Its also incredibly frustrating to see the banks dole out our money for executive bonuses while they pay me nothing for my deposits.
I would just say average into TIP like anything else - over time - and use it as just a part of your hedging strategy while Wall St. and the government play "Liar's Poker" with our assets.
Sorry I meant inflation to skyrocket at some point, rather than gradually re-emerge. I agree with deflation in the short term, although I'm not convinced it isn't being somewhat exaggerated.
Lastly, can we expect this fund to continue to go up if the long term treasury market crashes? This may have been addressed before. Is it possible a lot of that money could go into TIPS instead of stocks or other currencies? IN other words, would a crash in the long term treasury market by definition mean investors long term inflation expectations are rising? Thanks.
Oh no, I am totally OK with the risk. I am very optimistic about this fund, in fact, I am just very curious as to what others identify as the risks and rewards. I agree with your position regarding the potential for inflation to skyrocket in the relatively near future.

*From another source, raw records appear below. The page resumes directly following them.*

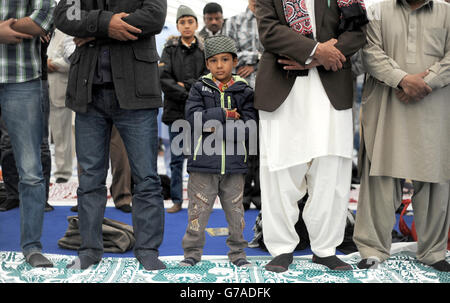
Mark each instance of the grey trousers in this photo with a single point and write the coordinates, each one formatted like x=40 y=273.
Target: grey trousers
x=202 y=191
x=379 y=197
x=120 y=169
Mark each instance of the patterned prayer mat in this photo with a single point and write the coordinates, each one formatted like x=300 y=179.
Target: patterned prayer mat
x=400 y=268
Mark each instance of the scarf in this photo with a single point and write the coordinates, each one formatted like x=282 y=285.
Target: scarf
x=353 y=15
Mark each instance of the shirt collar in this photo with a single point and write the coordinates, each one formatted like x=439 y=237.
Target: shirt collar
x=427 y=3
x=249 y=14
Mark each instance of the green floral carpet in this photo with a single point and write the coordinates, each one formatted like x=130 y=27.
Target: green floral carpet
x=400 y=268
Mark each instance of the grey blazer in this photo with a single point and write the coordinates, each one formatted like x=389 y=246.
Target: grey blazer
x=133 y=63
x=273 y=84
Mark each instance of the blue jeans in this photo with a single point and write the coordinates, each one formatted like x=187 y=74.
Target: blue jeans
x=176 y=171
x=23 y=117
x=139 y=132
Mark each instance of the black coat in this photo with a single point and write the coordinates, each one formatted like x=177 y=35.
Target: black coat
x=179 y=63
x=206 y=98
x=134 y=64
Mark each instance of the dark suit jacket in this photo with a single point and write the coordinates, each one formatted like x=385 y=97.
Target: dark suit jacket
x=133 y=63
x=273 y=84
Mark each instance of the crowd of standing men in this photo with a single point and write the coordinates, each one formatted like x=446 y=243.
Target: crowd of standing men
x=283 y=63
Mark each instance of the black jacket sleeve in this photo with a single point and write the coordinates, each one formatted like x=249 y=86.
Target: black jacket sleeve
x=169 y=83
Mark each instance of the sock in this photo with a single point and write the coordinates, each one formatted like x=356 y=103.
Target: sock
x=441 y=266
x=369 y=263
x=188 y=262
x=151 y=262
x=82 y=262
x=280 y=263
x=242 y=262
x=332 y=262
x=37 y=259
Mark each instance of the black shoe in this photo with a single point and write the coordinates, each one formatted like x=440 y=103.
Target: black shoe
x=61 y=180
x=369 y=263
x=246 y=202
x=257 y=202
x=125 y=208
x=9 y=204
x=48 y=207
x=280 y=263
x=332 y=262
x=442 y=265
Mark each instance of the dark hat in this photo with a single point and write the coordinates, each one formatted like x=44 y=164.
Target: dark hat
x=183 y=10
x=219 y=44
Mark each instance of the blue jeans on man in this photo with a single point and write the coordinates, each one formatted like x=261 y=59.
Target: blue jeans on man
x=139 y=132
x=22 y=113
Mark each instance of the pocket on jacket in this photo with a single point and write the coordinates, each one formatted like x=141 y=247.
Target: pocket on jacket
x=146 y=72
x=434 y=38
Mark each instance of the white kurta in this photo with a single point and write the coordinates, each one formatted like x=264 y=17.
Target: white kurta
x=306 y=125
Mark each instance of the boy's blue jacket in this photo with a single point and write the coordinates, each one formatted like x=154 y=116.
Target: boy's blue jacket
x=231 y=153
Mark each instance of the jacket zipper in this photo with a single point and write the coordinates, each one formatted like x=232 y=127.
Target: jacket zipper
x=222 y=105
x=197 y=147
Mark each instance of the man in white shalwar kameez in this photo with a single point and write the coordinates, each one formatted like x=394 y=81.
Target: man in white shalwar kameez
x=306 y=147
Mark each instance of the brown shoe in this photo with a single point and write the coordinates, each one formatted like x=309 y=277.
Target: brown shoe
x=175 y=208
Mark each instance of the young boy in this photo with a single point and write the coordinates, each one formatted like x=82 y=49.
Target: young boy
x=182 y=63
x=217 y=96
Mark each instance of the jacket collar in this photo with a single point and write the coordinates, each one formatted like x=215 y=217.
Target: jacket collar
x=239 y=82
x=319 y=11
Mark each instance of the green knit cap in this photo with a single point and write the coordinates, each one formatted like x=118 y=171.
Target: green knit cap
x=219 y=44
x=183 y=11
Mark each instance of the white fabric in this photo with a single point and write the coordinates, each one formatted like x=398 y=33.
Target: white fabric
x=306 y=125
x=306 y=146
x=327 y=180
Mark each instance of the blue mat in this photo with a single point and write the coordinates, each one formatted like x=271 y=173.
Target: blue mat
x=55 y=226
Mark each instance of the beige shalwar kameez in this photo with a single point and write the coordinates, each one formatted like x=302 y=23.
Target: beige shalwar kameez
x=405 y=141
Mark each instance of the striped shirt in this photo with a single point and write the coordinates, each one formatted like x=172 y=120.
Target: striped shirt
x=22 y=62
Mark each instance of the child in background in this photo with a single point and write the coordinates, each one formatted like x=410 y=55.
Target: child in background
x=182 y=63
x=217 y=96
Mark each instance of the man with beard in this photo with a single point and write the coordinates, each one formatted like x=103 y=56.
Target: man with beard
x=405 y=128
x=113 y=80
x=304 y=93
x=214 y=22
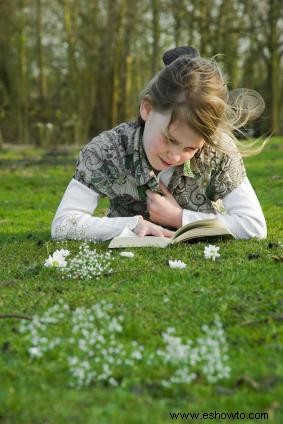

Long term inflation > 50% probability.
Continued near term deflation > 50%
Contrary to most "gurus" I think when the economy turns it will be a "V". It will reverse fast like a rocket. Inflation will rocket as well.
If you want zero risk this fund may not be for you. A CD or a Money Market maybe more suitable for zero risk takers.
So subdued deflation short term and subdued inflation long term? So essentially only a very good short term economic scenario would be bad for TIPS?
Would you say this threat is greater than the threat of worsening short term deflation?
If the inflation senario looks subdued longer term at the same time that the recessionary/deflationary fears subside there could be a sudden HUGE flight to stocks.
Shorter term that would push down TIPS.
I have a hard time believing that there will be no inflation a year from now with the enormous stimulous the Fed has dumped into the system.
So what would you identify as the short term risks to TIPS?
In the long term, I believe inflation will re-emerge, or at least some kind of re-flation.
But if deflation is not a short-term risk, there must be something b/c nothing is totally risk-free.
Short term it's a flight to safety.
Longer term it's a protection against anticipated inflation. There are a lot of reasons to fear inflation longer term.
I beleive that when the fear of deflation and recession is passed that may draw money out of bond funds into stocks.
If that happens then inflationary fears may take over. Treasuries would take a hit but TIPS may be OK.
TIPS can do well under either senario, flight to safety or fear of inflation.
I cannot predict the future with 100% accuracy but for me, TIPS are a good bet short term and long term.
So this is basically a disconnect, right? Long term yields dropping while inflation expectations rise?
If so, how long can this disconnect last?
And what has or will give greater momentum to TIPS-- rising inflationary expectations or perhaps irrational, bubble buying of treasuries (or non-bubble depending on your perspective I guess).
In other words, if I believe or fear an eventual unwind or crash of these long term rates, what effect will that have on TIPS? Can TIPS rise in that kind of environment?